November 2nd, 2011
01:03 PM ET
Despite landing on top on Monday's "Dancing With the Stars," Ricki Lake swears she's the dance competition's underdog.
"I'm just really glad I'm still in it," Lake told CNN ahead of Monday night's show. "I think the war hero [J.R. Martinez] is going to be very tough to beat. Not only is he a great guy, he’s one of the most resilient people I’ve ever met in my life and he has a smile that lights up the world. And he’s a natural born dancer."
Lake had been busy prepping for the paso doble routine with her acclaimed "DWTS" partner Derek Hough, but that's far from all the 43-year-old star has going on at the moment.
The actress/talk show host/reality star and documentary EP has added another film to her resume: “More Business of Being Born," which will be released on DVD November 8.
“More Business” is the aptly titled follow-up to her 2008 documentary, “The Business of Being Born,” which explored delivery options and the status of the maternity care system.
But, Lake tells CNN, she and her team “felt like with the first film there were still unanswered questions, simple questions like what’s a doula, what’s the difference between a doula and a midwife, what’s a VBAC [vaginal birth after cesarean], and all these things we couldn’t answer in an 85 minute film."
So Lake found herself behind the camera as an executive producer once again, along with her director, Abby Epstein.
“The first film was the most personal project ever, I paid for it myself. I never even came close to breaking even. These projects are not about making money or paying my mortgage, it’s because I believe in the subject matter,” she says. “We didn't take a salary - everyone joined forces and we worked on it for two and a half years, interviewing amazing high profile women with their incredible empowering, positive birth stories."
Including the personal stories from Lake's fellow celebs, which are told on the "Special Deliveries" portion of the documentary that intends to offer inspiration to expectant parents. "We found there was this real support out there," Lake says, "and I’m so grateful to all the women who have come forward like Alanis Morissette, Gisele Bundchen, Christy Turlington and Cindy Crawford.”
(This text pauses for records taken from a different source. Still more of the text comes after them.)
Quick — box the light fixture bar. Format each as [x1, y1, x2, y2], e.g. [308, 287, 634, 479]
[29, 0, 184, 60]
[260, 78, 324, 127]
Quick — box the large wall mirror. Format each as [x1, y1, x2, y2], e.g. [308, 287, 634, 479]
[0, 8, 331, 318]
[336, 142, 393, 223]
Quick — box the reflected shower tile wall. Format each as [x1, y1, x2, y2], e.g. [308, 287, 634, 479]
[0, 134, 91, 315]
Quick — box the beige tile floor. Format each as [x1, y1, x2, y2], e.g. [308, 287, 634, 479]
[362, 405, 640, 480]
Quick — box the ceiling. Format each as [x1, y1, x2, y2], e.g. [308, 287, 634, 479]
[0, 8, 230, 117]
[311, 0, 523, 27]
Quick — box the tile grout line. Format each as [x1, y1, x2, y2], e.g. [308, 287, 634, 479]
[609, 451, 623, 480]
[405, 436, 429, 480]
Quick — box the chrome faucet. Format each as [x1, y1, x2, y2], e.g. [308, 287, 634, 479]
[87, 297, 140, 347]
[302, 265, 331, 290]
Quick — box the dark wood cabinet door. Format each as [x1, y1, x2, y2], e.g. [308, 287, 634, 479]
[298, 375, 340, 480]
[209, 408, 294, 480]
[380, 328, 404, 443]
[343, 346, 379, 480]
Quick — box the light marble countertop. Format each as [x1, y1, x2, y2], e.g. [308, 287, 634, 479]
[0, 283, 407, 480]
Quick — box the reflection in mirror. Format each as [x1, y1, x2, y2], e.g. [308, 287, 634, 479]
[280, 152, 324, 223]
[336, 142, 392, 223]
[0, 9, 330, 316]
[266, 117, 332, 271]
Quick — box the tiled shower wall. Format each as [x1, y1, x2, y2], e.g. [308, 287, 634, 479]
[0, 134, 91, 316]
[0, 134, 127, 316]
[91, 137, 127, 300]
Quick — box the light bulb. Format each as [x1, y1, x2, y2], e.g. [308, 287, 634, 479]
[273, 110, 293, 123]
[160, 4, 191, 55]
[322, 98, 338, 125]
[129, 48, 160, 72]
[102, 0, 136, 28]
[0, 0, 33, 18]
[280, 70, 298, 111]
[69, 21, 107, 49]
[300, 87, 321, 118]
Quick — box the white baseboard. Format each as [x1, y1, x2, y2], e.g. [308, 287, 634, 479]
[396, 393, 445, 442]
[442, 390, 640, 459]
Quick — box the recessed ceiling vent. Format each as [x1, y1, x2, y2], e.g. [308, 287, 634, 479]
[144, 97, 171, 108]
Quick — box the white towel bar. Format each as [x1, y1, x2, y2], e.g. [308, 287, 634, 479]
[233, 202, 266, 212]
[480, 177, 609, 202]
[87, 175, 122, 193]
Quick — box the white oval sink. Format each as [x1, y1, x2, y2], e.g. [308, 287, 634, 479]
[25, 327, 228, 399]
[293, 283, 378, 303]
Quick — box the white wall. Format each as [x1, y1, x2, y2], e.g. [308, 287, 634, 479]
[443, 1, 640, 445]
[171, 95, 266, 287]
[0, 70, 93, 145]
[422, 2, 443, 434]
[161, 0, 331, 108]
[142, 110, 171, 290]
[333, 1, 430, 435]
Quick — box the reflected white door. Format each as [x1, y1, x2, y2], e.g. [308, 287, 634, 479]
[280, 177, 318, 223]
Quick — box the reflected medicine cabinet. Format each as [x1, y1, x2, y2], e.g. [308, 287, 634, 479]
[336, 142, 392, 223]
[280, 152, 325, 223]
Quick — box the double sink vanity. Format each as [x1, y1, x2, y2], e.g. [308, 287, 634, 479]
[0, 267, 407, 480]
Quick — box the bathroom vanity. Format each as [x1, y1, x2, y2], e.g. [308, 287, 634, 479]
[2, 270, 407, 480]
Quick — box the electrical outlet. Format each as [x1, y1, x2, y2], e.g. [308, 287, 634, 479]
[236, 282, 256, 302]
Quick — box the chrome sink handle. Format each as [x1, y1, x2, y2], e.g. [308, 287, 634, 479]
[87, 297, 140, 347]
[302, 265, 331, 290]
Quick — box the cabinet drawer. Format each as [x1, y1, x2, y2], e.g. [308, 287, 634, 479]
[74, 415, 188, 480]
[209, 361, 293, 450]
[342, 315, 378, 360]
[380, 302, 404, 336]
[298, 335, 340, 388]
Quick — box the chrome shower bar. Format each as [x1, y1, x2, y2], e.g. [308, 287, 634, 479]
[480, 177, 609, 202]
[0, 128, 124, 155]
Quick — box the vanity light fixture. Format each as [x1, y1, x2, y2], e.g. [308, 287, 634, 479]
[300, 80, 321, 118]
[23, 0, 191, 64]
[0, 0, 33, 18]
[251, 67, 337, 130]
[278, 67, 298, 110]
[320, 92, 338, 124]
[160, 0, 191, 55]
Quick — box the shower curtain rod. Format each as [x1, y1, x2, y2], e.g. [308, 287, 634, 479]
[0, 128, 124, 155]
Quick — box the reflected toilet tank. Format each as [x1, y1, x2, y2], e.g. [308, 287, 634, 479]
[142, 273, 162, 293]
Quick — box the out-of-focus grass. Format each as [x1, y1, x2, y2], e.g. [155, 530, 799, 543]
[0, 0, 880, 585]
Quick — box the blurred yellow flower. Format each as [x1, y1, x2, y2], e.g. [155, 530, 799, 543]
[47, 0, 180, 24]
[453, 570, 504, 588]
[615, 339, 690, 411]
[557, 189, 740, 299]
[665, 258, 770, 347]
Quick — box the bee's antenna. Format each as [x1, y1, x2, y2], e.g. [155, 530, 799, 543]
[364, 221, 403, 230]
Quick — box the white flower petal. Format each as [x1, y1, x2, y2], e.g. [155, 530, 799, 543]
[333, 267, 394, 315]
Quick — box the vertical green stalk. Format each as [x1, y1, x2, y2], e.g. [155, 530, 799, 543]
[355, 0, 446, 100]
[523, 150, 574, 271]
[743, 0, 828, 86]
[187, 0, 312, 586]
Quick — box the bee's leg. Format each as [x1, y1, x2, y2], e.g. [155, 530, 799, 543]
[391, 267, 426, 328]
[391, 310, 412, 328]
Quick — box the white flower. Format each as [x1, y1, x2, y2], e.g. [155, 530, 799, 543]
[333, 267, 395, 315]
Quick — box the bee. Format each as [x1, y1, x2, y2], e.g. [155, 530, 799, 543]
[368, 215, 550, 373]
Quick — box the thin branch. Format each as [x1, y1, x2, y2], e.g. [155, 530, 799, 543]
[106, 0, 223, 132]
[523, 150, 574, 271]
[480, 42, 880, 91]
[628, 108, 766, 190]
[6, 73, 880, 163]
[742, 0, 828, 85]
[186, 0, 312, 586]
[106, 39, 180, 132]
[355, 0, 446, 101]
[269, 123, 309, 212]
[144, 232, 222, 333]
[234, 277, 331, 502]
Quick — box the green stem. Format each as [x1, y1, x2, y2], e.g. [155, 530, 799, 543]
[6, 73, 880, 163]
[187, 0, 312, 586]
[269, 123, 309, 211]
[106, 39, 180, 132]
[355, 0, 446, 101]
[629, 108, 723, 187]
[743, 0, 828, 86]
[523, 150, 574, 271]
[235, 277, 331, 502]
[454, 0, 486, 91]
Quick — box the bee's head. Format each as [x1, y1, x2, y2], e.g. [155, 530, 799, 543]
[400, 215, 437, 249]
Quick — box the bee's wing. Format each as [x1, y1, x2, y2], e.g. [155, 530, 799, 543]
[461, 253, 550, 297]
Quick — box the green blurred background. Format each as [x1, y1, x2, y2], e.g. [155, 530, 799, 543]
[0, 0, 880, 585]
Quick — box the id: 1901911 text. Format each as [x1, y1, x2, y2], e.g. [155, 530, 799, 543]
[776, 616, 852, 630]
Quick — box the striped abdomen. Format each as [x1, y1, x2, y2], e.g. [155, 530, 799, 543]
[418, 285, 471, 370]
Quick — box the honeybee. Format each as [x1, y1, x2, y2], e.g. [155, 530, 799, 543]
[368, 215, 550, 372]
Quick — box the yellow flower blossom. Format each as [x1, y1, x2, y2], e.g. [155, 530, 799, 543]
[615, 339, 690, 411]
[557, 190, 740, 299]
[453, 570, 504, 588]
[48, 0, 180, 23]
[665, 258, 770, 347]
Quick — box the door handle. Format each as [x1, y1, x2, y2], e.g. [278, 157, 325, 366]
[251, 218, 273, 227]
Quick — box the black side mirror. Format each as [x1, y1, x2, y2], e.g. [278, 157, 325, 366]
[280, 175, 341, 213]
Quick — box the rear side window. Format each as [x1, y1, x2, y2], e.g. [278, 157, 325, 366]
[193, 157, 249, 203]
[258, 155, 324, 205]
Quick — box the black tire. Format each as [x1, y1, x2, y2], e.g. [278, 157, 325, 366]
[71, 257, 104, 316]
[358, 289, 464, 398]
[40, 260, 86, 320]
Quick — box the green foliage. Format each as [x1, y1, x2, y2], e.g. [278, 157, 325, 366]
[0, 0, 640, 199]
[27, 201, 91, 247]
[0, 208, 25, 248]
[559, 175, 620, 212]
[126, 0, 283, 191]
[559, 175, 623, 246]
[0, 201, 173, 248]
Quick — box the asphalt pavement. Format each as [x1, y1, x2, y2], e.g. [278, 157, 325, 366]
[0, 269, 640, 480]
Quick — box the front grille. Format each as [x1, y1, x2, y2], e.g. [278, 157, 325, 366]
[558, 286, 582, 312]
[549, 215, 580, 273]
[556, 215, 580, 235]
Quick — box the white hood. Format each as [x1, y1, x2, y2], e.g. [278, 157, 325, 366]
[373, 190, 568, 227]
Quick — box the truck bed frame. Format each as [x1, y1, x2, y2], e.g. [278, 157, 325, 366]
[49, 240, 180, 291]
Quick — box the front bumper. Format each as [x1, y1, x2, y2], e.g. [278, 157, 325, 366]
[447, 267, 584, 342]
Balancing her documentary with her upcoming talk show as well as “DWTS” has been “crazy,” Lake admits.
“It’s truly probably one of the craziest times in my career. I have two sons and I barely see them, but I’m getting by. I can see the light at the end of the tunnel,” she says.
And there is an upside: At the very least, she’s having fun.
“I’m enjoying this tremendously,” she says of her “DWTS” experience. “It’s an incredible opportunity, and I’m really grateful. My body is beat up, I look like a Dalmatian, and I have so many bruises on my body it’s like I’m spotted. But I’m getting through, and I love it.”
As for getting ready for “The Ricki Lake Show,” scheduled to debut next year, Lake says they’ve shot a pilot and they’ve built the set, which is designed to be more like a living room so that it’s a more inclusive environment.
"Probably one of my greatest gifts and my biggest flaws is that I’m an open book. Sometimes, loved ones around me probably wish I didn’t put it all out there, but I feel like being authentic is what I owe the audience that has been so loyal and used to watch me and hopefully will continue to watch me through this new incarnation,” Lake says.
“I’ve evolved. I’ve grown up,” she continues. “That cliché of when you turn 40 you know who you are, that was absolutely true for me. I think I’m going to be better this time around, I feel like I’ve learned so much more, the life experience that I’ve had in the last eight years since I’ve been off the air has just been a big learning experience that will make me a better host, I think.”